Increased resources in the form of federal grant funding to start an accelerated nursing program and new classroom facilities in Lincoln have allowed the CON to enroll more students. There are 761 BSN students enrolled this fall, up 5 percent from last fall's enrollment of 724. Already, 317 students have applied to begin in spring 2006 for 154 available positions in the traditional, five-semester BSN program. The college has 87 applicants for the accelerated BSN program, which has 10 available positions each in Lincoln and Omaha.
College of Pharmacy
Sixty-five students have entered the doctor of pharmacy (Pharm.D.) degree program. Those students were selected from 272 applicants. Of the admitted students, 87 percent (58 students) are Nebraska residents. The average cumulative GPA of the incoming class is 3.71.

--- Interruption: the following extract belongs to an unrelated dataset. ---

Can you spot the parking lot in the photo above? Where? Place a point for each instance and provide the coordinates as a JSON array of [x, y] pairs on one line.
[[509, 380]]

School of Allied Health Professions
With 172 students, this year's class marked the largest in history, as several of the programs responded to workforce shortages. There were 606 applicants for the 172 positions in the 10 allied health programs. The average GPA of the entering students in four of those programs -- diagnostic medical sonography, nuclear medicine, physical therapy and radiation therapy -- was 3.7 and above. Students in the SAHP pursue degrees in clinical perfusion, diagnostic medical sonography, clinical laboratory science/medical technology, nuclear medicine, physical therapy, physician assistant, radiation therapy, and radiography and certificates in cytotechnology and medical nutrition.
The number of graduate students at UNMC increased by 5.1 percent, from 512 students to 538. Much of that increase is attributed to students in the new Cancer Research Graduate Program (CRGP), a Ph.D.-granting program in cancer research at UNMC. The program, in its first full year, has 19 students, placing it among the largest graduate programs at UNMC.
"This program reflects the tremendous growth in our cancer research programs and the increased interest in this field by our students," Dr. Pamies said. "It will prepare students for a variety of careers in academia, government or the private sector."